Honda believes that the new engine formula, with a larger percentage of electrification and a move towards carbon neutrality, has made F1 compatible again with its mass electric vehicle plans. CEO Toshihiro Mibe said, “we believe that the technologies and know-how gained from this new challenge can potentially be applied directly to our future mass production electric vehicles.”
Honda recently announced its target to double its global EV and hydrogen sales by 2024 and is planning to produce more than two million EVs annually by 2030. In 2026, F1 will also use 100% renewable biofuel, which the head of Honda Racing Corporation, Koji Watanabe, described as a perfect match for Honda‘s strategy. “The 2026 regulations would obligate us to go 100% towards carbon-neutral fuel and that would require us to really think about how to integrate the new fuel with the internal combustion engine,” he explained. “We also would have to think about how to make the efficiency optimised in order to speed up, and I think that direction matches with Honda‘s direction.”
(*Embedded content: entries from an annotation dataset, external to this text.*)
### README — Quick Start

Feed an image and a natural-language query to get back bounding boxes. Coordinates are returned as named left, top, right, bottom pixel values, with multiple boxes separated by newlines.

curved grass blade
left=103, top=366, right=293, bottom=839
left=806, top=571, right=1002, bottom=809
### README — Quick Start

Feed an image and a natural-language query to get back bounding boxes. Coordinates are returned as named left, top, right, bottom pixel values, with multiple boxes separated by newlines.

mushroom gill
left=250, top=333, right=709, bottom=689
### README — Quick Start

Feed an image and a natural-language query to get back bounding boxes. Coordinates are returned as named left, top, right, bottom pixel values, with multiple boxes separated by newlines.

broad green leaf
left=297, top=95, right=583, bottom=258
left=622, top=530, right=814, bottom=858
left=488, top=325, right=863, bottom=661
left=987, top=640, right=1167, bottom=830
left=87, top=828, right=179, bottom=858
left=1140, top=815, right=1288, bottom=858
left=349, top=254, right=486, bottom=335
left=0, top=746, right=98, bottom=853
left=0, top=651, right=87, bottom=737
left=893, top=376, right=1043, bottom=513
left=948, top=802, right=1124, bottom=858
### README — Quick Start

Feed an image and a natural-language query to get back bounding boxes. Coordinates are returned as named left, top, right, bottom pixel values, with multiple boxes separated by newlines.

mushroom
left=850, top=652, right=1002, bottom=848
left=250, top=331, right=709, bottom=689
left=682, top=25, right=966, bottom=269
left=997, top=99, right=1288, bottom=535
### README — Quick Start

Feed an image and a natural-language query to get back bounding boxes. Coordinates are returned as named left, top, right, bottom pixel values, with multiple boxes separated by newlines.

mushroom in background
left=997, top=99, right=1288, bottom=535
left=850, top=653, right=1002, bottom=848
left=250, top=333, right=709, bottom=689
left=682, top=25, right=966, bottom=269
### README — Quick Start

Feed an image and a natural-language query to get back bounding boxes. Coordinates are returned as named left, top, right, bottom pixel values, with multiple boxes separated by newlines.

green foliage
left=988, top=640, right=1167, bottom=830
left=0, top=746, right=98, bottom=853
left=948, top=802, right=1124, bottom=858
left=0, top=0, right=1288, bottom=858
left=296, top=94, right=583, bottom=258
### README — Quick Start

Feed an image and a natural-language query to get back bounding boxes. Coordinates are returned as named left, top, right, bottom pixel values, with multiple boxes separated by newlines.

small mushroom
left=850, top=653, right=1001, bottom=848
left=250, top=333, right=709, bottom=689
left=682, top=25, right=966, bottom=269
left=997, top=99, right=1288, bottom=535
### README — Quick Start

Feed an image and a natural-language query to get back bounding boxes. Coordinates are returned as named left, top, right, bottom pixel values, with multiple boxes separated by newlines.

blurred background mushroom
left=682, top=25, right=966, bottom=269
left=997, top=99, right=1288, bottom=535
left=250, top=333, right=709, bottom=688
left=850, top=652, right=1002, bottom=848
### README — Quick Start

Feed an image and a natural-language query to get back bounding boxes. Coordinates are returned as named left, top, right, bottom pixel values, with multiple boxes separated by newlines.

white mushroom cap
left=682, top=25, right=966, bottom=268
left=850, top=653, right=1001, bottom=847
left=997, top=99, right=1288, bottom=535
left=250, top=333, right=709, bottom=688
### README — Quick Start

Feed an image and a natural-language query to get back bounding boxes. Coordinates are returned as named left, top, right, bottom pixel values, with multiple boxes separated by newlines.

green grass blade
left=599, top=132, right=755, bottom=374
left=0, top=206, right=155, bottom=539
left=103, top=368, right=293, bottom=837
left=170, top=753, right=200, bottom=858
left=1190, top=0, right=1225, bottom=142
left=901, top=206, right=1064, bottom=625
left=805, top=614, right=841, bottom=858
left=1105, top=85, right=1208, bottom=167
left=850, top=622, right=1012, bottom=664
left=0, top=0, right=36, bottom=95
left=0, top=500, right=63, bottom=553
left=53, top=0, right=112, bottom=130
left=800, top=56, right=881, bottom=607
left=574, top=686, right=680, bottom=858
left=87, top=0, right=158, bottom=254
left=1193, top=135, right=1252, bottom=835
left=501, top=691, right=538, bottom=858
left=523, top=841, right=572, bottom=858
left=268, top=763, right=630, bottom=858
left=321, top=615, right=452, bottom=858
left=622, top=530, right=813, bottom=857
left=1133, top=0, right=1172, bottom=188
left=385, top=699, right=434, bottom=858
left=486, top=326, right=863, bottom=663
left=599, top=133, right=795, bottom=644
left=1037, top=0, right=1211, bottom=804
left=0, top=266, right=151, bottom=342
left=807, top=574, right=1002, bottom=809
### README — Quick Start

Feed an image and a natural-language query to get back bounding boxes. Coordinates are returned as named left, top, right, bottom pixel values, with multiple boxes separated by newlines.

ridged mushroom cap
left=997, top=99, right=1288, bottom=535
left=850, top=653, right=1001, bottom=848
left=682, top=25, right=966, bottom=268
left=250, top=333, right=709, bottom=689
Red Bull secured Ford as its 2026 works backer, leaving Honda Racing Corporation to partner with Aston Martin for its F1 comeback. Nevertheless, Honda is still supporting Red Bull with its current power unit. The change in the engine regulations will see the MGU-H system removed, which many believe has deterred OEMs from entering F1. It is believed that the new regulations will enable F1 to attract a wider variety of engine manufacturers to the sport.